Placental exosomal level of alanine aminotransferase is more accurate predictive biomarker of intrahepatic cholestasis of pregnancy than total bile acid
Abstract
Aims: As a serious liver abnormality, intrahepatic cholestasis of pregnancy (ICP) uniquely occurs in pregnant women. In the present study, we examined whether placental exosomes and their protein contents could serve as novel indicators to help early diagnosis of ICP.
Methods: The current retrospective stratified study design included a 100 healthy pregnant females and a 100 patients with ICP. Plancental exosomes were isolated to determine the exosomal levels of alanine aminotransferase (ALT) and total bile acid (TBA). The predictive values of placental exosomal TBA and ALT were determined using receiver operating characteristic (ROC) curve analysis.

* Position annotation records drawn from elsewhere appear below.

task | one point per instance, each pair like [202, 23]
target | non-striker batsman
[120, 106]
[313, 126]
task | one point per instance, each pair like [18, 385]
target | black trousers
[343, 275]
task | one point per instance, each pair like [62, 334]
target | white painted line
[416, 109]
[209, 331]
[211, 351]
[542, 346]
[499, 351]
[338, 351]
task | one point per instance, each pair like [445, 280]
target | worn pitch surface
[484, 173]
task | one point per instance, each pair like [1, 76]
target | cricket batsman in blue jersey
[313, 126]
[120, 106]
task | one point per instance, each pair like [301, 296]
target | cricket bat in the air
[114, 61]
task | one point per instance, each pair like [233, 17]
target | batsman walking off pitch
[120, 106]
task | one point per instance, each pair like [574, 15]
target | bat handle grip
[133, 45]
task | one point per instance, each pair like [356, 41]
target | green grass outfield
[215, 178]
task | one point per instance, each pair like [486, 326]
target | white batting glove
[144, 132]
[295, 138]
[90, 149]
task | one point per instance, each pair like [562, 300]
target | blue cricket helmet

Results: The placental exosomal TBA level did not exhibit any obvious differences between healthy and ICP pregnancies. Moreover, placental exosomal ALT level was significantly higher in ICP-affected pregnancy than healthy control. Analysis of the ROC curve further demonstrated that placental exosomal level of ALT yields better sensitivity and specificity to distinguish ICP patients from healthy individuals, than that of TBA.
Conclusions: Placental exosomal ALT is a more accurate predictive biomarker of ICP than TBA and, therefore, can be employed with reliability as a characteristic abnormality in diagnosis of ICP.